Facing disaster, the best odds for effective response lie with the generalist. Adaptability is crucial. Prior knowledge is useful, but especially about problem solving. At least as important are willingness to attempt, to fail without discouragement, tenacity in action, and an insatiable appetite for learning. These traits combine flexibly and repurpose quickly and easily, giving the best chance for success under the widest array of unpredictable conditions.
We have been pitched thru a one-way door into a bad-dream house of glass and mirrors, with collective vision of an exit clear, but proper path unlabeled, and people pointing in many directions. Parents are thrust into teaching at home; teachers are forced to abandon historic patterns; youngsters are isolated; and those less fortunate grow even more so. No direction is ideal. Never before have so many understood intestinally the meaning of "unprecedented."
In these conditions, what is the role of education? As always, it is to provide both roots and wings: an understanding of what is in place and how it came to be, and the ability to reach out and venture beyond. Of course, the parameters vary by age, experience, and situation, but a third grader can appreciate danger without being immobilized just as a high school senior approaching graduation can grasp the vagaries of "the future." Each may be best served by focusing on what can help them adapt to uncertainty: ability to ask questions, gather information, explore situations from multiple perspectives, analyze data and integrate diverse elements, and act.
This is what GIS practitioners do. A quick look at Esri's Industries page proves that these tools and skills have universal relevance. Some skills are built in seconds just through exploration; the more elaborate take hours of thoughtful study and practice. But the more skills, tools, data sets, perspectives, examples, and experiences one assembles, the more capable one becomes. This is why I have witnessed employers fidget with excitement when seeing high schoolers' projects, and college recruiters' eyes light up when hearing middle schoolers share their experiences, and civic leaders' jaws drop upon grasping what elementary students have discovered.
We cannot choose the winds and currents that greet us; we can only choose how we cope with them.
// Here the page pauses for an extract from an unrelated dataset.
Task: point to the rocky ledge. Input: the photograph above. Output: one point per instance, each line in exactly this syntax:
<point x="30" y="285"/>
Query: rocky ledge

To support learners most effectively, we need to help them construct a framework for understanding conditions, tools with which to explore and experiment, skills for thinking critically and solving problems, perspectives that honor diversity, and an insatiable thirst for learning. This is GIS -- a toolbelt, a mindset, a knowledge base, and a vision. It's never too soon -- or too late -- to begin learning. If you are a parent or teacher, feeling adrift, just discovering the indelible blazes of this trail, and pondering whether and where to begin, check out the Mapping Hour. Build a path for your learners.